Advertisement

Sharon Fichman outplayed in Wimbledon debut

WIMBLEDON – Canadian Sharon Fichman had little grass-court experience at the highest level before taking Court 7 Tuesday.

And in some ways, it showed. She was outplayed by qualifier Timea Bacsinszky of Switzerland, and went down 6-1, 6-3. The match score would have looked even worse, had she not had a brief surge at the end as Bacsinzsky was trying to close it out.

Here are some photos from the match.

She had beaten Bacsinszky two of the last three times they had played – the most recent a comprehensive 6-2, 6-2, thumping in the final of a $100,000 event in France last month. And the one she lost was an absolute heartbreaker, in a third-set tiebreaker. But all those meetings were on clay. This was absolutely new territory.

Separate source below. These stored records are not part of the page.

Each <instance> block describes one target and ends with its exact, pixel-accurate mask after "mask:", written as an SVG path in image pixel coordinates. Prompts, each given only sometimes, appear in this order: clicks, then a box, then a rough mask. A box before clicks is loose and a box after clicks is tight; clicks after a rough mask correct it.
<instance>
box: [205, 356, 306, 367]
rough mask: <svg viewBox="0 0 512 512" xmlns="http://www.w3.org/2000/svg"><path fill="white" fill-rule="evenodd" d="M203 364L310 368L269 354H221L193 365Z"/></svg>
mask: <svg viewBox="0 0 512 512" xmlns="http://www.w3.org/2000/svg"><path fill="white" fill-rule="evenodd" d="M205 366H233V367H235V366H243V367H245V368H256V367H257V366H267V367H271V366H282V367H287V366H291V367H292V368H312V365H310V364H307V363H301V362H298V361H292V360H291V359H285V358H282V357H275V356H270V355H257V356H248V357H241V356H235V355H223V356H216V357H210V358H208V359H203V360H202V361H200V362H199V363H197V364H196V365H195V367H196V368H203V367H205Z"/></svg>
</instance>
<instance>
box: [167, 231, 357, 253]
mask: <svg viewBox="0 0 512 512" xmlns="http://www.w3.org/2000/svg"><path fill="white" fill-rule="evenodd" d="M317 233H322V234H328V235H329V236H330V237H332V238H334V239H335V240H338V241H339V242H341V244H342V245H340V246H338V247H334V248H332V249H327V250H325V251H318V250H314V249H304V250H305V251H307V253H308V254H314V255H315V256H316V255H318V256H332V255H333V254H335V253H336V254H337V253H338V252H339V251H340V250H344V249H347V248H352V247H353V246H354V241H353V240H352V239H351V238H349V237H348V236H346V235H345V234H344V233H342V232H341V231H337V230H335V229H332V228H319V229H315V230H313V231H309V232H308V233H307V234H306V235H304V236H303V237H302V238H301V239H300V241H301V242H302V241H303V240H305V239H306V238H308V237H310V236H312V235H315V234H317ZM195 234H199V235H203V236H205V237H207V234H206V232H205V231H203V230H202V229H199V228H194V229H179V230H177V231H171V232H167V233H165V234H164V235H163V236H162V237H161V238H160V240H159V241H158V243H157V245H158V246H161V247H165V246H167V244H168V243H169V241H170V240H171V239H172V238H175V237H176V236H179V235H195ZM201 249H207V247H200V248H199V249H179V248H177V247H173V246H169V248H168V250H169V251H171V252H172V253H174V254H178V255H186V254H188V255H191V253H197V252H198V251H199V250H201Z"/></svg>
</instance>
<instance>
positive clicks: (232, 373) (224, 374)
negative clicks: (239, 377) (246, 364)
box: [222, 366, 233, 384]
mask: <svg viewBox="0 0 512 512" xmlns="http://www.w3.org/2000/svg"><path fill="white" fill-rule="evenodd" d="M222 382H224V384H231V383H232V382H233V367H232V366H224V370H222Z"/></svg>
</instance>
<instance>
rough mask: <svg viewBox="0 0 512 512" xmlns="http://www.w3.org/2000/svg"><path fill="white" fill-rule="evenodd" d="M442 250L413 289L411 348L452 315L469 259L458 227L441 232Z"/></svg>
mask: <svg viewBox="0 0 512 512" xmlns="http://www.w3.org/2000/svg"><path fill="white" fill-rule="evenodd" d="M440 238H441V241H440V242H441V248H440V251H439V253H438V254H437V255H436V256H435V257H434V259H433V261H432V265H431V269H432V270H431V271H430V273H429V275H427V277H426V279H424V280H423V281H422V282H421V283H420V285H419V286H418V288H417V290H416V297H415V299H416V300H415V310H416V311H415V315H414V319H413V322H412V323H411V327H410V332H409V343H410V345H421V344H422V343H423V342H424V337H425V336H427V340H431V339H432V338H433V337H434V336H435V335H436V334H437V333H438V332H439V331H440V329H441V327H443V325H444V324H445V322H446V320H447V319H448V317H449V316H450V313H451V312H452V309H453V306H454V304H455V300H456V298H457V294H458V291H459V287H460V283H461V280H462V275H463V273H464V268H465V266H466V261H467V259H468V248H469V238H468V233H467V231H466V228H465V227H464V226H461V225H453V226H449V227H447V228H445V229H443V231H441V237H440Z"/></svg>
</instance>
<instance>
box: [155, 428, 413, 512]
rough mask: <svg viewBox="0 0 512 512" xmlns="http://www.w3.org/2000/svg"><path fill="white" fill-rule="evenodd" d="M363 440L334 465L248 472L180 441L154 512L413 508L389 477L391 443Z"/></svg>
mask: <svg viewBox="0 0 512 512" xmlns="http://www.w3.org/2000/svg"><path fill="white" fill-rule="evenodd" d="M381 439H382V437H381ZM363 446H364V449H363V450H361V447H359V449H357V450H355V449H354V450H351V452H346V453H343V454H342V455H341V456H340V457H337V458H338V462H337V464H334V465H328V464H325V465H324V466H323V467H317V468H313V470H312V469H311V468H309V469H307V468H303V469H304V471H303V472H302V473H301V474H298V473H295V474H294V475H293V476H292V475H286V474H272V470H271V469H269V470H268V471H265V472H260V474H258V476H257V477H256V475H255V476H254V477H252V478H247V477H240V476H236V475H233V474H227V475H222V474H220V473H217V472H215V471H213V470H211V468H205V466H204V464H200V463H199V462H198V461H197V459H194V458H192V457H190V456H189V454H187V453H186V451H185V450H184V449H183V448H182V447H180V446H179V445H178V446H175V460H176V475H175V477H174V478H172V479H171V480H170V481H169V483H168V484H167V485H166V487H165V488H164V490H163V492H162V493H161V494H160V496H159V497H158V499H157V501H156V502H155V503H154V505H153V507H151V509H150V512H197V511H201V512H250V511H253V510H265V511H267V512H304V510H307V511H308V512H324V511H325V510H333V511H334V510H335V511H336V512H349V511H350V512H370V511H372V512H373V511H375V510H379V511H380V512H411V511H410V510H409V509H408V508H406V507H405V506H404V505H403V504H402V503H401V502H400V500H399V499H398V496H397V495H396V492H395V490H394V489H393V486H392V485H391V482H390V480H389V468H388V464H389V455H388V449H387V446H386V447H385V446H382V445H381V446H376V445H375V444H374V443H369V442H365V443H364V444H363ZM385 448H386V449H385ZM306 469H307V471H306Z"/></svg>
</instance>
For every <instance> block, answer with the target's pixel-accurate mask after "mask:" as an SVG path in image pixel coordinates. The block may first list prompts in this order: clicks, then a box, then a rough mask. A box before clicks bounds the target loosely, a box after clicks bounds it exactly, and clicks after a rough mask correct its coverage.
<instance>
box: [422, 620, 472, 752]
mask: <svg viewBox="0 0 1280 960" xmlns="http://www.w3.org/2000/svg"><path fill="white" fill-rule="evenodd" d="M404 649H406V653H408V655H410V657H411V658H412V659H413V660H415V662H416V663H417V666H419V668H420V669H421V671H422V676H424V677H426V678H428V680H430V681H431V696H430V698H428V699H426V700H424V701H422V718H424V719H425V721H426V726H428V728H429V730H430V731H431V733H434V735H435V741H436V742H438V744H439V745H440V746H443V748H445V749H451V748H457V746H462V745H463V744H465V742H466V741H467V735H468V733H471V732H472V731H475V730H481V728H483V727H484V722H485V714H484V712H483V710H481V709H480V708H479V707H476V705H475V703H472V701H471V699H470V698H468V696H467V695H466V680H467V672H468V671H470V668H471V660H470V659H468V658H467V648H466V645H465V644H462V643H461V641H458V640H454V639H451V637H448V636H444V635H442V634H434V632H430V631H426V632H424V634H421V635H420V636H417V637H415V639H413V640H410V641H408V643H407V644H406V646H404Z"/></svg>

Fichman had three matches at a lower-level event the second week of the French Open, and one match at the WTA Tour-level tournament in Birmingham two weeks ago before making her debut at the biggest one of them all.

Bacsinszky won that lower-level tournament, playing in Nottingham. And this was her fifth time in the Wimbledon main draw. Just 24 but seems much older than that because she's been around so long. Just turned 15, she was on a Swiss Fed Cup squad missing top players Martina Hingis and Patty Schnyder that came to a suburb of Montreal for a tie a decade ago and beat the young Canadian team and included a young Aleksandra Wozniak and Stéphanie Dubois.

She's had injuries; she's had crises of confidence and motivation, and that's how she found herself in the qualifying at Roehampton last week. But she's currently ranked No. 85, just one spot below Fichman although the rise came after the cutoff for Wimbledon qualifying.

But she strikes the ball beautifully. And on this occasion, she served very well. Anything Fichman produced that was short in the court – and there was a lot of it – was simply crushed.

The 23-year-old Canadian tried a few things here and there – drop shots, a couple of serve-and-volley plays – but there wasn't nearly enough of that, and her defence just wasn't effective enough to create any sort of doubt in Bacsinzsky's mind.

She was strong and consistent throughout, and Fichman's singles effort at this year's Wimbledon is over.

She'll now focus on the doubles, where she's playing with up-and-coming teenager Donna Vekic of Croatia, who upset No. 21 seed Roberta Vinci of Italy in singles Tuesday. They meet the team of Barbora Zahlavova Strycova and Kimiko Date-Krumm Wednesday.